Briefcase

U.S. plans to penalize Canadian wheat imports

The government issued rulings Friday that would impose penalty tariffs on two types of wheat from Canada, saying that America’s biggest trading partner unfairly subsidizes its wheat farmers and dumps grain on the U.S. market.

The Commerce Department decisions on two related trade complaints send the cases to the U.S. International Trade Commission, which will decide whether to set the border taxes, based on how much U.S. farmers are being hurt by the Canadian trade practices.

If the commission orders the border taxes, the Commerce Department says they should be set around 14 percent on imports of durum, a type of wheat used to make pasta, and hard red spring wheat used to make bakery flour and breads.

Canadian officials rejected the allegations and said they complied with global trade rules.

Federal Reserve

Greenspan defends central bank’s actions

Federal Reserve Chairman Alan Greenspan on Friday defended the Fed’s recent worries about deflation, which have sent financial markets on a roller-coaster ride. He said it was the job of a central bank to guard against even remote risk of danger.

Greenspan said it was sometimes necessary for the Fed in its conduct of interest rate policy to take out an insurance policy “against the emergence of especially adverse outcomes.”

He said that while the possibility of deflation was viewed as remote, the Fed needed to be alert to the possibility because the consequences could be so severe as it attempted to manage monetary policy in an always-uncertain environment. Greenspan and his colleagues began talking in earnest about the possibility of deflation in the spring.

Kansas City, Mo.

Aquila to pay fine

Kansas City, Mo-based Aquila Inc. agreed to pay $75,975 to settle Federal Energy Regulatory Commission charges that its merchant energy unit was involved in manipulating the Western power markets during the 2000-2001 power crisis.

In a prepared statement Friday, Aquila said it settled the case to avoid heavier litigation costs from proving that its trading practices were proper.

In March, FERC asked more than 60 suppliers to explain why certain wholesale trades didn’t constitute illegal manipulation of Western energy markets, a practice revealed in the wake of Enron Corp.’s bankruptcy filing in late 2001.

Aquila denies improper conduct and “strongly believes” the allegations against Aquila Merchant Services didn’t have any merit.

International

BP eyes Russian oil

British energy group BP PLC said Friday it had completed the biggest foreign direct investment in post-Communist Russia — a $7.7 billion deal that gives BP a 50 percent share in a major new Russian energy company.
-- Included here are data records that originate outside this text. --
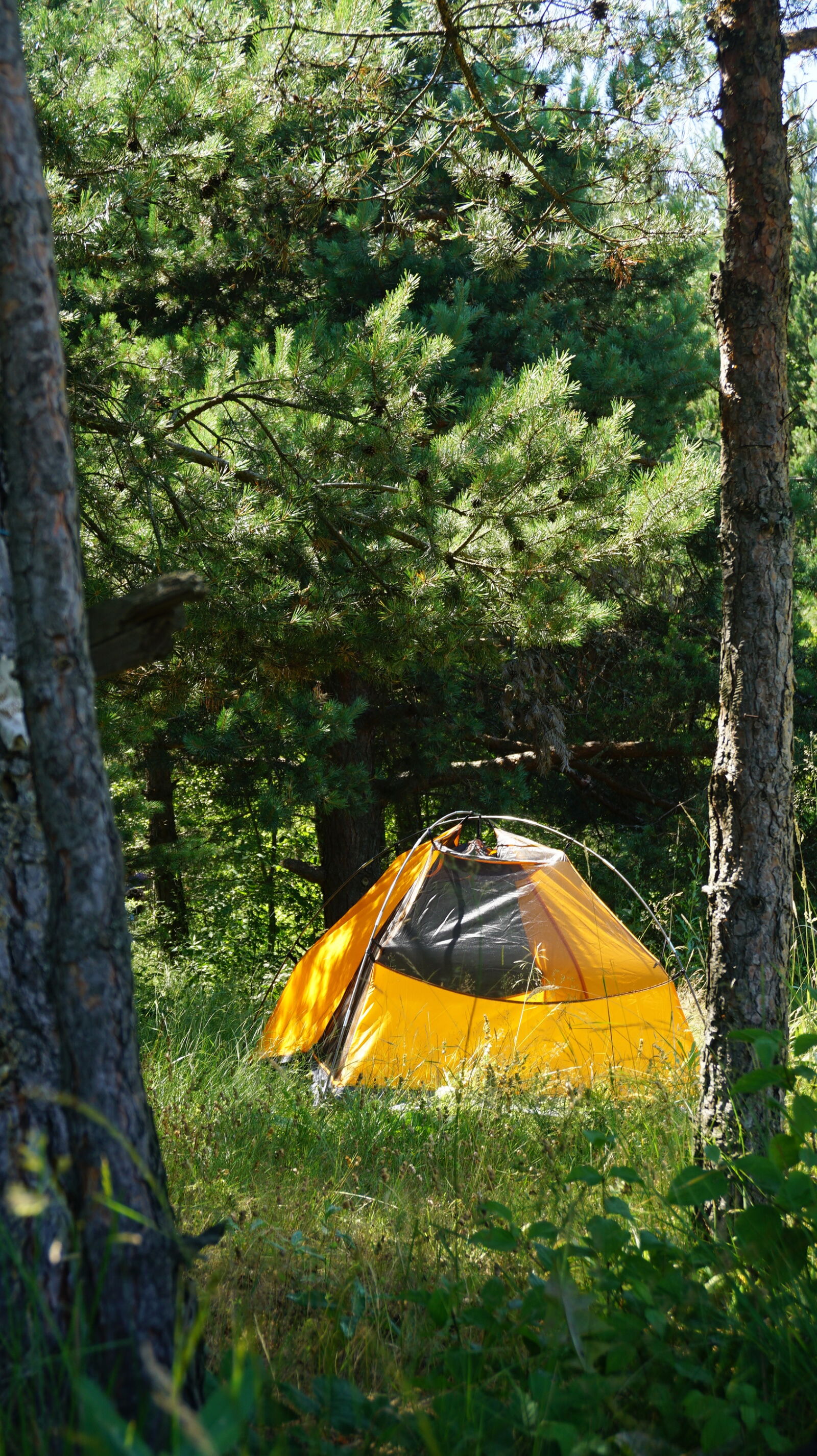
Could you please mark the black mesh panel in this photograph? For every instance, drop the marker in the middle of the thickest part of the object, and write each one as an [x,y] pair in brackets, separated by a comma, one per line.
[464,931]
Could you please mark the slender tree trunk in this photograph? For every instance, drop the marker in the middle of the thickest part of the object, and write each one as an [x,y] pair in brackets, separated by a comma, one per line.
[751,875]
[349,839]
[271,899]
[127,1266]
[163,841]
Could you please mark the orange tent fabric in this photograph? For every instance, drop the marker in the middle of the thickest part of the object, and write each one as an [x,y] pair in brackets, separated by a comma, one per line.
[459,964]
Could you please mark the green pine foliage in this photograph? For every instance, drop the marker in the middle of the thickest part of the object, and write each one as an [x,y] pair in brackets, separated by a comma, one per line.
[335,348]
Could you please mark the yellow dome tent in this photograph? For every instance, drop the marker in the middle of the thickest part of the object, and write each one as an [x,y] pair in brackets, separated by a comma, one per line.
[464,960]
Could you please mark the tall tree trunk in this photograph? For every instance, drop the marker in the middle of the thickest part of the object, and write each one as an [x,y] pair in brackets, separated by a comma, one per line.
[163,841]
[271,897]
[34,1138]
[349,839]
[127,1266]
[751,875]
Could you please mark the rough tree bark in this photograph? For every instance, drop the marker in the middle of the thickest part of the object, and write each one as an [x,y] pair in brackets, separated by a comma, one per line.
[34,1135]
[751,874]
[127,1269]
[162,839]
[347,839]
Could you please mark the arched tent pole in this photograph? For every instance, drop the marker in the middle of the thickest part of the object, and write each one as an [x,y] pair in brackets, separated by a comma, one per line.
[427,833]
[548,829]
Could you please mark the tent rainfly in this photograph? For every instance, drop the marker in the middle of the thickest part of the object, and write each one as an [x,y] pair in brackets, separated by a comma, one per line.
[464,960]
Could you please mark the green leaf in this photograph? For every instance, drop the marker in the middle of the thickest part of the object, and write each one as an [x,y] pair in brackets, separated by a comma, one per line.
[799,1191]
[599,1138]
[761,1171]
[494,1210]
[691,1187]
[101,1420]
[720,1430]
[803,1114]
[500,1239]
[618,1207]
[608,1236]
[768,1243]
[625,1174]
[580,1173]
[542,1229]
[784,1151]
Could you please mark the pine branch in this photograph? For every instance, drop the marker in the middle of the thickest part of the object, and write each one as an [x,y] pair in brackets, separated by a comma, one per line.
[797,41]
[453,38]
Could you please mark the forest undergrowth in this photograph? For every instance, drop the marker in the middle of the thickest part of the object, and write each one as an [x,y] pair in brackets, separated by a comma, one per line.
[483,1270]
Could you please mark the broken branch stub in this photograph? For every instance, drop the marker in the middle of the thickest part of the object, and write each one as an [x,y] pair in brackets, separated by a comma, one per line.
[139,628]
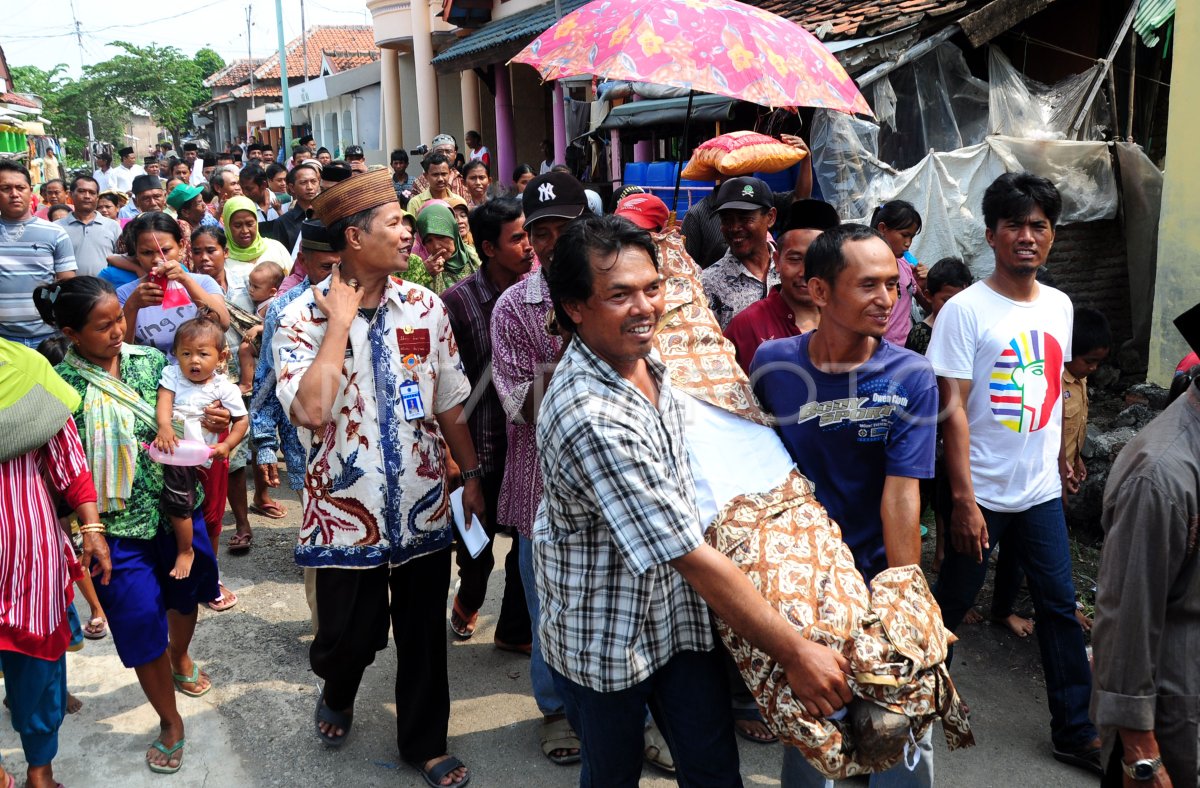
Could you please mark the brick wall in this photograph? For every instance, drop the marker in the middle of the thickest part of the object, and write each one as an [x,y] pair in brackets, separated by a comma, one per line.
[1089,264]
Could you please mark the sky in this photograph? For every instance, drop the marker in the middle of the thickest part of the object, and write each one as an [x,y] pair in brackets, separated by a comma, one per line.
[47,37]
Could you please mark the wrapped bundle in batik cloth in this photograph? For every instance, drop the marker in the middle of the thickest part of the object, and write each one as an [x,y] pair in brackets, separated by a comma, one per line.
[892,636]
[785,542]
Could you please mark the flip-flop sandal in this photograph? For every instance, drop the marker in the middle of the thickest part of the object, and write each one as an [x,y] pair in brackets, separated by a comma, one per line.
[655,750]
[462,625]
[556,735]
[436,774]
[751,715]
[240,543]
[195,679]
[331,717]
[93,632]
[223,602]
[525,649]
[275,512]
[167,751]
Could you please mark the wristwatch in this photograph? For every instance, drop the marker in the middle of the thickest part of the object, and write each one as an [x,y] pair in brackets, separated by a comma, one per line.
[1144,769]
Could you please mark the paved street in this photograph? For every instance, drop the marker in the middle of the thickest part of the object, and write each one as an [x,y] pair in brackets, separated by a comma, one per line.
[255,728]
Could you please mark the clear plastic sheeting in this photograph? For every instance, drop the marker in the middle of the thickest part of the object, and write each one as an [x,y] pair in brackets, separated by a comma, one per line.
[1024,107]
[936,104]
[845,160]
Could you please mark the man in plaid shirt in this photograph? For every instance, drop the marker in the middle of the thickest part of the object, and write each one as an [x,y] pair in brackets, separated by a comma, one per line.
[622,569]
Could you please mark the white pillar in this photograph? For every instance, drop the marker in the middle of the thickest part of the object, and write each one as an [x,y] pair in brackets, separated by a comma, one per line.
[426,79]
[472,118]
[389,88]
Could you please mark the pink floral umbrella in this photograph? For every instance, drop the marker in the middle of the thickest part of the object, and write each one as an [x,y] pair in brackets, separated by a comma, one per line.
[706,46]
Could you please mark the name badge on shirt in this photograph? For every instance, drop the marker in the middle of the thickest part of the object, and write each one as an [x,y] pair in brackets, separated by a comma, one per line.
[411,399]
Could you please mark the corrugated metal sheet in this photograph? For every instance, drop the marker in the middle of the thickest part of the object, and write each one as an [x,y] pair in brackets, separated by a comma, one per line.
[502,36]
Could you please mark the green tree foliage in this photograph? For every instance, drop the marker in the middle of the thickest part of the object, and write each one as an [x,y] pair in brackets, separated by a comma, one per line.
[66,103]
[161,80]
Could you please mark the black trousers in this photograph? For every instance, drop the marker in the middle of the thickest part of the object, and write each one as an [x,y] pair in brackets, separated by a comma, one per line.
[473,572]
[353,611]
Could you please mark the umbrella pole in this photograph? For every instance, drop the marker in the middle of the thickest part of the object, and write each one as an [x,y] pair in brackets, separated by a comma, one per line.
[683,146]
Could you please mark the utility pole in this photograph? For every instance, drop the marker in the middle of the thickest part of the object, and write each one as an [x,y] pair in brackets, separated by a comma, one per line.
[91,132]
[304,42]
[283,77]
[250,59]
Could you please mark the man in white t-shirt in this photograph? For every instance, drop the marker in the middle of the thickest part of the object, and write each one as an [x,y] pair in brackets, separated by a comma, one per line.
[999,350]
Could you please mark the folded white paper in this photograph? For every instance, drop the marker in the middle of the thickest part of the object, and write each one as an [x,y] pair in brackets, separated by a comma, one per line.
[475,537]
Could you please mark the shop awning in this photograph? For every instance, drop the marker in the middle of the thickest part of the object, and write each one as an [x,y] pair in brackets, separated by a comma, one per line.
[499,40]
[669,112]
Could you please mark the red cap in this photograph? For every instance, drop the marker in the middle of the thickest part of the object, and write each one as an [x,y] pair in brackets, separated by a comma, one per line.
[645,210]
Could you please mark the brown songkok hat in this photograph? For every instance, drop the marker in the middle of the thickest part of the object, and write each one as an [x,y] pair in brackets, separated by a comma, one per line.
[354,194]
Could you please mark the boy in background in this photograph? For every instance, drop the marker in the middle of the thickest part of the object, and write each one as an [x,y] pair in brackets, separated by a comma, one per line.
[945,280]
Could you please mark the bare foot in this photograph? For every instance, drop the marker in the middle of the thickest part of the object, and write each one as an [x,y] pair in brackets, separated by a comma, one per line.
[168,737]
[455,776]
[39,777]
[1019,626]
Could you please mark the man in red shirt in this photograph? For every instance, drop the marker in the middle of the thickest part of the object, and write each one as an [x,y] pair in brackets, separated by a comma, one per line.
[787,311]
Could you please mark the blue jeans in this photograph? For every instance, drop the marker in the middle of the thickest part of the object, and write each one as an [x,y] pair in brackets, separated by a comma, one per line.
[689,698]
[37,701]
[544,692]
[798,774]
[1038,541]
BP signed an agreement late Thursday with its Russian partners — Alfa Group and Access-Renova — to combine their interests in Russia to create a new business with 5.2 billion barrels in proven oil reserves and daily crude production of 1.2 million barrels. Upon final regulatory approval, the new company, TNK-BP, would be Russia’s third-largest energy concern, with stakes in five refineries and 2,100 retail outlets, BP said.